Not in any kind of rush at all, or any kind of anything at all, she ambles and weaves down the gravelled shoulder of the highway. It’s still early-ish, not yet nine a.m.; cars pass infrequently. Each time the burn of an engine approaches from behind, she sticks out her thumb and gives it a half-hearted wag. If she catches a lift, great. If not, it doesn’t matter so much. She doesn’t have anywhere she needs to be until later, when she’s meeting an old friend.
Every now and then she stops and prods at the blackberry brambles that grow in abundance alongside the road, hoping to find a few gems. Stepping too close to the bramble, she’s caught by a branch of thorns that impale the loose cotton of her knee-length shorts, expertly latching on. In trying to twist free, she’s hooked at the shoulder by another overhanging branch. Blackberry thorns are wily, and the harder you fight, the deeper they clutch. She stops moving and, with nimble fingers and a bit of imaginative contortion, delicately pulls the branches from her clothes and steps back onto the road.
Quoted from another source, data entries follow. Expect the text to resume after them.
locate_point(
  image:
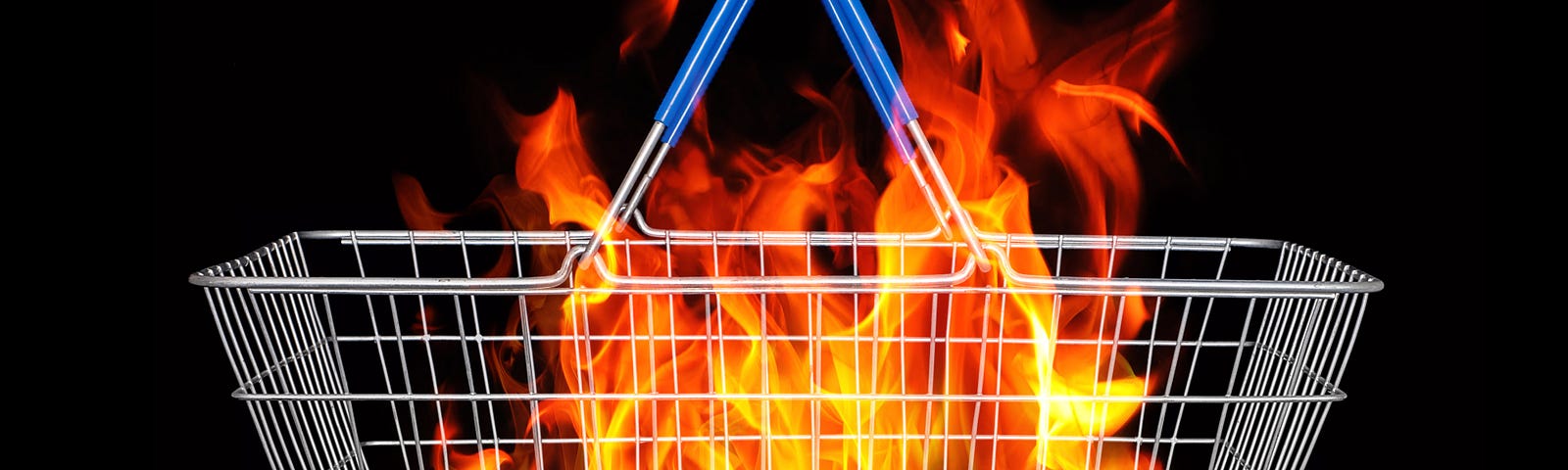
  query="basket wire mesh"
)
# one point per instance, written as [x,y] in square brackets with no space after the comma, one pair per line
[949,349]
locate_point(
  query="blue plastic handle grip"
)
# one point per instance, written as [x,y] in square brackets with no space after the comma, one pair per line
[698,68]
[847,27]
[877,57]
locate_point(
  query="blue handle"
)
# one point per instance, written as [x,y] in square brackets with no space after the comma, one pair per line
[877,57]
[698,68]
[875,86]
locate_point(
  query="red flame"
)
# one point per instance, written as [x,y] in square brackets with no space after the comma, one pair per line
[1015,102]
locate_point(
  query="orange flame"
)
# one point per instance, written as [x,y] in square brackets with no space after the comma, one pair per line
[1013,104]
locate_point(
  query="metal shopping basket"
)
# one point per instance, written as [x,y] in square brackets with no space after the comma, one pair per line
[949,349]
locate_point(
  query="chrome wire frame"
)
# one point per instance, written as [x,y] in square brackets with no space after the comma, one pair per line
[344,367]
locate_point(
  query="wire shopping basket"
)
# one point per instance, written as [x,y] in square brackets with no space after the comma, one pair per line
[949,349]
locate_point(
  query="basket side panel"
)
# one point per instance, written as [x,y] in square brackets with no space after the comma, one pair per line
[281,350]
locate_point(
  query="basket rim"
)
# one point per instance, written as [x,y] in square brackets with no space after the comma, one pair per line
[559,282]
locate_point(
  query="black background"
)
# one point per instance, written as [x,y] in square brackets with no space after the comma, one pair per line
[1353,127]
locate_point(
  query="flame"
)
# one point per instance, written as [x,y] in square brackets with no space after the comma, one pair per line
[645,24]
[1015,104]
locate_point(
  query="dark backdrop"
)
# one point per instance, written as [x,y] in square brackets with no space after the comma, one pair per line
[1353,127]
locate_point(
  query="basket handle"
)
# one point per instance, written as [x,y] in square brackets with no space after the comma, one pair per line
[877,75]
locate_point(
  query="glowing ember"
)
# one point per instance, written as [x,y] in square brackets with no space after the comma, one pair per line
[992,94]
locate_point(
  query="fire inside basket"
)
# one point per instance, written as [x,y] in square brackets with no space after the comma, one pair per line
[945,347]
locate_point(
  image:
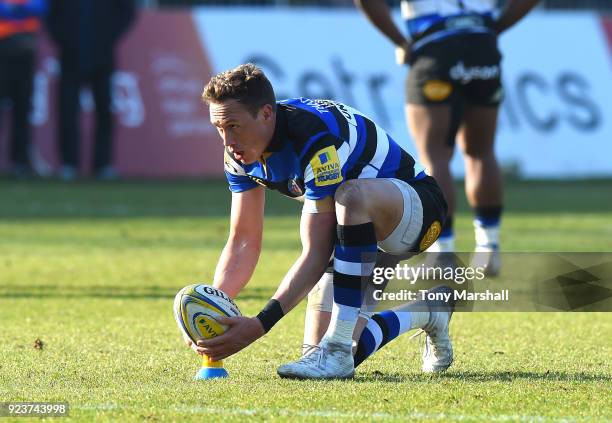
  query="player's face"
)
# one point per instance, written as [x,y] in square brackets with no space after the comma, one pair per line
[245,136]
There’s no point to any of this, this search for ripe berries. You could say it was a fruitless endeavour. It’s much too early in the season, and the berries are uniformly bright green and rock hard. Coy, bitter studs, giving nothing away.
She continues to walk and eventually a truck pulls over onto the gravel. The tailpipe shudders and coughs as she approaches.
‘Wickaninnish?’ she asks the driver, a man she’s not seen before. His face is plump and hairless and doesn’t give away his age—he could be twenty or he could be forty. Across the eyes he looks friendly enough and the cab smells like bubblegum.
He tells her he doesn’t mind giving her a lift if she doesn’t mind sitting in the back; his cab is packed with electrical equipment. This suits her just fine, so she climbs up and into the flatbed, grateful not to have to make small-talk.
He drives.
She settles against the back window of the cab and stretches her legs across the cold metal of the flatbed. The world passes by and the morning breeze pinches her skin, in a non-sympathetic but invigorating way. Kind of like her mother’s touch.
Also in the back of the truck: muslin sacks of animal feed, the rusted frame of a bicycle, a heavy stack of loosely folded dust sheets tied with yellow nylon rope, and one black cork boot that has cracked and faded to chalky grey.
There’s a tear in one of the muslin sacks and every time the truck goes over a bump, the tear burps a dribble of colourful seeds and dark purple kernels onto a growing cone of feed. She leans over and scoops some into her hand and, for a lark, presses her tongue into the seeds. The taste makes her think of goat’s milk and barn and wool.
The wind blows from all directions and goosebumps rise on her arms, the sun not yet high enough to clear the trees on the side of the road. She zips open her bag and pulls out her towel, which she has brought in mind to find somewhere to shower today, and covers her legs with it. Unfortunately, what with living in a tree, the towel is never not damp, and provides little warmth.
The truck slows and, inexplicably, turns right onto a smaller road. This is not the way to Wickaninnish Beach. The forest is gloomy and thick on either side of this road, and they pass few buildings. Some houses fronted in cedar clapboard, sheds, a rank of post-office boxes, and a hand-painted Private Property sign nailed to a tree at an unfriendly angle. She twists around and peers through the window of the cab but can’t see past the electrical equipment to the driver, so she raps on the glass with her knuckles, lightly, in a casual way—she doesn’t want to embarrass either of them, but come on.
She leans over the driver’s side of the truck and waves but can’t see his face in the wing mirror. Looking over the edge of the truck, there’s the road, passing fluidly, and she tries to guess how fast they’re going. Soon, the pavement ends in an abrupt line and the road is now dirt.
‘Hey,’ she calls, ‘hey!’ She leans back and knocks again on the cab window.
Everything is rattling now as the vehicle grinds awkwardly over the uneven dirt road—her teeth, her eyes, her tongue. She sits back against the cab and presses her foot on the frame of the rusty bike. ‘You could swing that at someone’s head,’ she says aloud, to feel less alone. She laces one end of the yellow nylon rope that holds the dust sheets together around her pinkie finger and considers its usefulness, in a defence scenario, and comes up with nothing. She chuckles weakly at herself, not truly believing she’s in danger. ‘You can’t be stuck in a berry bush one minute and axe-murdered the next,’ she says to the cork boot, now wondering exactly how sharp are its metal spikes.
The truck passes into a long stretch of sun that has made its way through the trees. Every single morning, at this time, she thinks, trying to rein in the skip to her heart, the sun touches here.
Her mouth has turned pasty and dry. She tongues a sharp seed that is wedged between her back teeth. ‘Idiot,’ she whispers.